Effect of a burst of packet losses (length in packets):
- 1 Even a single loss can cause small disturbances in the picture. Audio not affected that much. Maybe 1 out of 10 losses can produce a noticeable audio problem.
- 2 Almost every burst produces a smaller, sometimes a bit bigger video glitch.
- 4 Almost every burst produces a smaller, sometimes a bit bigger video glitch.
- 8 Almost every burst produces a smaller, sometimes a bit bigger video glitch. Video sometimes can be pixelation for half a second.
- 16 The whole picture can freeze for a moment if there is movement on the video. Audio can also freeze, or produce a disturbing hiss.
- 32 The whole picture can freeze for a moment if there is movement on the video. Audio can also freeze, or produce a disturbing hiss.
- 256 Picture breaks up, and can be frozen for half a second.
- 1024 Picture freezes for a second.
During these tests continuous loss was introduced to the video streams.
Same conclusions apply as for the bursty loss tests. Here one of the STBs (the same as above) showed a bit better results, 0.01% loss was basically imperceptible.
Effect of loss (in %):
- 0.01 Sometimes even a single frame loss can be noticed. Quality mostly excellent, every 30 sec or so a glitch can be noticed on the video. In audio there can a very disturbing hiss every few minutes or so.
- 0.05 Noticeable picture problems every 20 sec or so. Audio glitches/hiss can be every minute
- 0.1 Noticeable picture problems frequently, every 10 sec or so.
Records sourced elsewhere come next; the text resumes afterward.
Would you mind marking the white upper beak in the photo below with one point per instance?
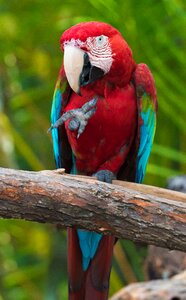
(73, 65)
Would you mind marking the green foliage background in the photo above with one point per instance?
(33, 256)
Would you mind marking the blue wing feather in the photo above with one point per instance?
(88, 240)
(147, 131)
(55, 114)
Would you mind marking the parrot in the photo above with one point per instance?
(103, 121)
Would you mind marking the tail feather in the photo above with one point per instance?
(93, 283)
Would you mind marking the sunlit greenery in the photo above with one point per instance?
(33, 256)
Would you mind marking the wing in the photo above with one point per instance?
(134, 167)
(61, 147)
(147, 110)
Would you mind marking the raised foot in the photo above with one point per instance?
(105, 176)
(78, 117)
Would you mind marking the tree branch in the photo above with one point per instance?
(137, 212)
(162, 289)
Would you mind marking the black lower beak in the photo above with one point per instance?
(89, 73)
Audio glitches/hiss can be every half minute.
- 0.5 Continuous picture and audio problems.
- 1 Picture is broken up continuously. Continuous audio glitches and hisses every sec or so. The picture could freeze for short time.
- 5 Picture broken up. Inaudible.
- 10 Picture broken up, and freezes for a second, only fragments of messy audio can be heard.
Delay, continuous jitter and jitter spikes
During these tests continuous delay, jitter or a transient jitter spike was introduced to the video streams. Results
These impairments are grouped together as their effects were identical on the streams. The general behavior is that when x ms delay or jitter is introduced the stream freezes for x ms, and then continues without much problem. Delay/jitter below 100 ms is not very disturbing. Also, once the STB increased its adaptive buffer, further jitter events cause no problems at all.
There were two exceptions. One of the STBs showed no artifacts at all even with 1 s delay/jitter with an HD channel. The reason could be that it worked with a big buffer from the beginning. For another STB a delay/jitter of 700 ms caused audio glitches, and at 1000 ms audio just went away.